Con capacidad para generar innovación, empleo y exportaciones, la salud emerge como uno de los sectores con mayor potencial del país. La gestión nacional apuesta a convertirla en un nuevo motor estratégico del desarrollo argentino.
La mirada sobre el sistema sanitario argentino empieza a incorporar una dimensión económica y productiva cada vez más marcada.
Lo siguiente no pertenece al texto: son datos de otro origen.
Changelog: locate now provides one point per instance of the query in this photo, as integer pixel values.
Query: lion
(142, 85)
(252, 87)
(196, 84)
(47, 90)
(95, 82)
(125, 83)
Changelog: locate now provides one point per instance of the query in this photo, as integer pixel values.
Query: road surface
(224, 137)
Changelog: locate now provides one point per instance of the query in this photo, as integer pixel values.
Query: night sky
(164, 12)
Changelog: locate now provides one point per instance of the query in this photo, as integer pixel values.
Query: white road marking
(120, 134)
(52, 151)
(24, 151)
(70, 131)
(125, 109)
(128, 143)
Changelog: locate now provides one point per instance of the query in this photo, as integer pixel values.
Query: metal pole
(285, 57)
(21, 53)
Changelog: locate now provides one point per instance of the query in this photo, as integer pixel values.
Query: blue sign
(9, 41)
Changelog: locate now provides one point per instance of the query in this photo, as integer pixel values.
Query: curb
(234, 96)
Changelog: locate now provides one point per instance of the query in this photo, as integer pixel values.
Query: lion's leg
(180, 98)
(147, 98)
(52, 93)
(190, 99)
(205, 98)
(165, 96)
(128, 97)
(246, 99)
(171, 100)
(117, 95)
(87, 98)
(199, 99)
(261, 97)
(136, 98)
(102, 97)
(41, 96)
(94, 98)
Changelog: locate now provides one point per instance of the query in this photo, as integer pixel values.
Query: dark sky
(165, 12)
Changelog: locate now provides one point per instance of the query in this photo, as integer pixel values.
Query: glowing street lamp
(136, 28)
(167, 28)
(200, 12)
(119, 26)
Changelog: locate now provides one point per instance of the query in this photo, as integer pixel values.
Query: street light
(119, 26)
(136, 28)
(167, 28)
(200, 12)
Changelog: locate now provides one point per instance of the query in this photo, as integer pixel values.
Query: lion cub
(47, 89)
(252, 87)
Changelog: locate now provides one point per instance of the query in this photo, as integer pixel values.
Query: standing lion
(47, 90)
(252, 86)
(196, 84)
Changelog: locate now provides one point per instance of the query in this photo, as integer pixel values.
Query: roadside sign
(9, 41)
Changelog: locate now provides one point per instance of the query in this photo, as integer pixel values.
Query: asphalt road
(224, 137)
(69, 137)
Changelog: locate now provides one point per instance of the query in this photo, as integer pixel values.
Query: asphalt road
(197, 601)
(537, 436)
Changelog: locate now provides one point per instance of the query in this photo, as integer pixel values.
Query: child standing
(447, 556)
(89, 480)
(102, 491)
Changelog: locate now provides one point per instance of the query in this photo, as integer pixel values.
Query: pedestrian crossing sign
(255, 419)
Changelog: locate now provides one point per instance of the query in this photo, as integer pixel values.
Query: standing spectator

Según la columna publicada en Infobae y firmada por el ministro de Salud, Mario Lugones, el sector salud reúne actividades vinculadas a la industria farmacéutica, biotecnología, investigación clínica, tecnología médica y servicios profesionales con potencial exportador.
El planteo sostiene que el orden macroeconómico, la previsibilidad y las reglas claras pueden favorecer nuevas inversiones privadas en el sector. En ese marco, se destacó la compra de medicamentos a precio de salida de laboratorio como una medida orientada a reducir costos e intermediaciones dentro del sistema.
El análisis también remarca el potencial existente en infraestructura hospitalaria, modernización tecnológica y nuevos modelos de gestión sanitaria. La incorporación de innovación, inteligencia artificial aplicada a salud y sistemas de cobertura más eficientes aparecen como parte de un ecosistema que busca ganar competitividad y capacidad de desarrollo.
Según la publicación, Argentina debería comenzar a pensar estratégicamente la economía de la salud del mismo modo que otros sectores productivos como energía, agro o economía del conocimiento, considerando al sistema sanitario no sólo como un servicio esencial, sino también como una oportunidad para impulsar crecimiento económico y empleo calificado.